Missouri River power from upstream dams increases in 2019

One of a series of 5 waterfalls that cascade over hydroelectric dams along the upper Missouri River in Great Falls, Montana.

BISMARCK, N.D. – The wet weather that caused so many flooding problems around the Midwest in 2019 had one small silver lining: electric generation from the Missouri River’s six upstream dams was up 5.6 percent, federal officials said.

It was the first time this century that the river had back-to-back years producing surplus power, which is good news for consumers. The Western Area Power Administration relies heavily on energy from the dams for the power it sells and must buy electricity on the open market in years when hydropower is underperforming _ a cost that eventually is passed to ratepayers.

The U.S. Army Corps of Engineers, which manages dams and reservoirs along the 2,341-mile river, said energy production from the dams in the Dakotas, Montana and Nebraska was 13 billion kilowatt hours last year, up from 12.3 billion in 2018 and more than 38 percent above the long-term average.

A billion kilowatt-hours of power is enough to supply about 86,000 homes for a year, said Mike Swenson, a corps engineer in Omaha, Nebraska.

The WAPA buys and sells power from 56 hydropower plants around the nation. The Missouri River dams are its second-largest producer of energy that is then sold to rural electric cooperatives, municipal utilities, Indian tribes and other customers.

Drought years caused by shallow river levels forced WAPA to spend more than $1.7 billion since 2000 to fulfill contracts, including $28.3 million in 2017.
WAPA spokeswoman Lisa Meiman said the agency was able to sell at least $40 million in excess power over the past two years to help offset those losses.
“Generation was way above average for the past two years,” she said.

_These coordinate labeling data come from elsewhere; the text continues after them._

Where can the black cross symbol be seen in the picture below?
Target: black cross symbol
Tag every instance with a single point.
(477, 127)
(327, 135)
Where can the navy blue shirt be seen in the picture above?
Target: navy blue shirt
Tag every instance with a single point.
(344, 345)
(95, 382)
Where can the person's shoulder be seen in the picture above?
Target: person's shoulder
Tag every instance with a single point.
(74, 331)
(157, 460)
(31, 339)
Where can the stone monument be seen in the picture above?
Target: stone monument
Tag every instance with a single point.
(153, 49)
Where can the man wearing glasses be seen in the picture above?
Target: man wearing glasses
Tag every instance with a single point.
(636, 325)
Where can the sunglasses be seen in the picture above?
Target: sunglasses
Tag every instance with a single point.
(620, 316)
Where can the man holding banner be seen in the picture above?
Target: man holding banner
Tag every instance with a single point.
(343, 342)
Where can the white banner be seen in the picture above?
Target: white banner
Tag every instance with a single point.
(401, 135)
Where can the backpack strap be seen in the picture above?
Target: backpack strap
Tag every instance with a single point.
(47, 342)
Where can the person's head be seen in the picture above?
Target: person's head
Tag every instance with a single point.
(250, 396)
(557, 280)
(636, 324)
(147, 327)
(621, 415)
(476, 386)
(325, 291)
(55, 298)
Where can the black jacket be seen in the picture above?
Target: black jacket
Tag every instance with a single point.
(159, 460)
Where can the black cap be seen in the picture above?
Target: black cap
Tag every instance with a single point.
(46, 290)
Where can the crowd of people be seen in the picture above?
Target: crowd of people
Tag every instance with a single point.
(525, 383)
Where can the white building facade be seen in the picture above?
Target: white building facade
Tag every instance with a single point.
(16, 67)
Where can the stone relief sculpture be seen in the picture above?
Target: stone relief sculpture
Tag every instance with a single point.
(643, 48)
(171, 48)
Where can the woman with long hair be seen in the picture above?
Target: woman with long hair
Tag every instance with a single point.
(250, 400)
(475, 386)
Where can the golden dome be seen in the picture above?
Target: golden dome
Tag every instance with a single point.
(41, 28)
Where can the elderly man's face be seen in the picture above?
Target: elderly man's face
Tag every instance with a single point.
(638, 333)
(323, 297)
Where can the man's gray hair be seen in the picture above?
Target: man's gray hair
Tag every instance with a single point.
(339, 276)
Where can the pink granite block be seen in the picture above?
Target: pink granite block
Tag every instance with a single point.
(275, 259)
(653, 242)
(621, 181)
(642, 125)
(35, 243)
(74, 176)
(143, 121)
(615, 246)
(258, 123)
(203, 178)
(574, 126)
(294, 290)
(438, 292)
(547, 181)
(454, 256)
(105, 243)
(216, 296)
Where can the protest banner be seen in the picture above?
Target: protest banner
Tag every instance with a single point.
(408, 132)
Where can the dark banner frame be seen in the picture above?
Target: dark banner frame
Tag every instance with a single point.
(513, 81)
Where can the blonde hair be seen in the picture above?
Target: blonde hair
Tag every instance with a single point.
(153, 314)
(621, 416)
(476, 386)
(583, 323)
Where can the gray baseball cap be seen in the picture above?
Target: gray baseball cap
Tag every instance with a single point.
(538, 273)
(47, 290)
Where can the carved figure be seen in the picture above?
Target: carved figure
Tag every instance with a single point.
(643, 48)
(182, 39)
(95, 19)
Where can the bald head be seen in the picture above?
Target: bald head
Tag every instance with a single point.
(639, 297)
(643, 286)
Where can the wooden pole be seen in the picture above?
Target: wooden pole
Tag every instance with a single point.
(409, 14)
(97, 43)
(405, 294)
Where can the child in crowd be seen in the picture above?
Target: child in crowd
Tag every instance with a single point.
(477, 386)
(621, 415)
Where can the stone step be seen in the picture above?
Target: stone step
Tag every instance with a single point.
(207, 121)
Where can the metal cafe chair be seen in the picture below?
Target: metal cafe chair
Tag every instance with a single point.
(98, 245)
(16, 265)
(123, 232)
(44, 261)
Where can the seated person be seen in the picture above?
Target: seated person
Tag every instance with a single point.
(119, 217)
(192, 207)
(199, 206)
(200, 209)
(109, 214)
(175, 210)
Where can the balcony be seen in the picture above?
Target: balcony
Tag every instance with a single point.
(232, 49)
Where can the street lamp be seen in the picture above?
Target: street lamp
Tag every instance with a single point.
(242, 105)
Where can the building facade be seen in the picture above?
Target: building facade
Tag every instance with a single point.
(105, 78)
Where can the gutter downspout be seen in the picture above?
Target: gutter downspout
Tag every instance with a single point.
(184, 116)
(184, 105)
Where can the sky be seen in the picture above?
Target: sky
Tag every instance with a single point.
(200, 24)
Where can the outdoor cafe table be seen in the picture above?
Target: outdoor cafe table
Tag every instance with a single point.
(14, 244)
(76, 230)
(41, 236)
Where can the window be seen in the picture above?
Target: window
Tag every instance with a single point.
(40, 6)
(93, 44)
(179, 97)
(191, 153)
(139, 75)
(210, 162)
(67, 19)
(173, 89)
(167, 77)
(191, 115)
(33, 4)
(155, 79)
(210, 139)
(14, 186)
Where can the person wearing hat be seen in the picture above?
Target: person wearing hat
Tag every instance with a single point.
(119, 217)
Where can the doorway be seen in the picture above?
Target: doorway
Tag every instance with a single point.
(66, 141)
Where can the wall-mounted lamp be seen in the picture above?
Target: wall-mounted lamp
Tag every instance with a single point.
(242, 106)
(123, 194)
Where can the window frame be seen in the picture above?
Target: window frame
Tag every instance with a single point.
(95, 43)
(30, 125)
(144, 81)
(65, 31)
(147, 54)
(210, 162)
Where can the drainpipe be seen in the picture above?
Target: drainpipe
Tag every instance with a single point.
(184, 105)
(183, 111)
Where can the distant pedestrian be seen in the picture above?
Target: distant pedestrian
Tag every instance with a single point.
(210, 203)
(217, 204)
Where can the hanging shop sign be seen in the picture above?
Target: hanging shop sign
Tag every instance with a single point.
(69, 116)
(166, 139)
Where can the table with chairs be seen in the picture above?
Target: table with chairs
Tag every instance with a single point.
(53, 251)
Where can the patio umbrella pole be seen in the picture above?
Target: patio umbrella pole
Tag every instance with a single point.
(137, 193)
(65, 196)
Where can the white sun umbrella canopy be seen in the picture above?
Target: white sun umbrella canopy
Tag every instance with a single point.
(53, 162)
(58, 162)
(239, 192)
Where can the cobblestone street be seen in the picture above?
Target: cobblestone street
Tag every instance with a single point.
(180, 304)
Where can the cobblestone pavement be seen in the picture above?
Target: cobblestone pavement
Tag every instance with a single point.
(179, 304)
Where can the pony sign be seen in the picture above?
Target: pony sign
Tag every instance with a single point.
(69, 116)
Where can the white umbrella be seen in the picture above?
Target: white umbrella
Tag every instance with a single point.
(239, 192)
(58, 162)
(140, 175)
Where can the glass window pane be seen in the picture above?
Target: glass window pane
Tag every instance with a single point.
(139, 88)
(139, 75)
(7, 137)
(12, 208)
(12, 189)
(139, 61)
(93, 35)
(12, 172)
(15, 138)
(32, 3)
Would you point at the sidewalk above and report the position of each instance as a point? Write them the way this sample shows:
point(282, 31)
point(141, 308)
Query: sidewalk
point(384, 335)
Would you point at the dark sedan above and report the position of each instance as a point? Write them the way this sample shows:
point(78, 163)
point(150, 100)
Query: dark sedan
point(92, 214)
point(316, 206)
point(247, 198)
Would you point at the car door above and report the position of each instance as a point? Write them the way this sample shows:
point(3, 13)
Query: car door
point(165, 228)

Oahe Dam near Pierre, South Dakota, which holds Lake Oahe in the Dakotas, and Garrison Dam, which creates Lake Sakakawea in western North Dakota, are typically the biggest power producers in the Missouri River system.

Oahe Dam generated 4.2 billion kilowatt hours last year, up from the long-term average of 2.7 billion kilowatt hours, Swenson said. Garrison Dam also generated 3.2 billion kilowatt hours of electricity last year, up from long-term average of 2.2 billion kilowatt hours, he said.
The plants have generated an average of 9.4 billion kilowatt hours of electricity since 1967, including a high of 14.6 billion kilowatts in 1997, Swenson said.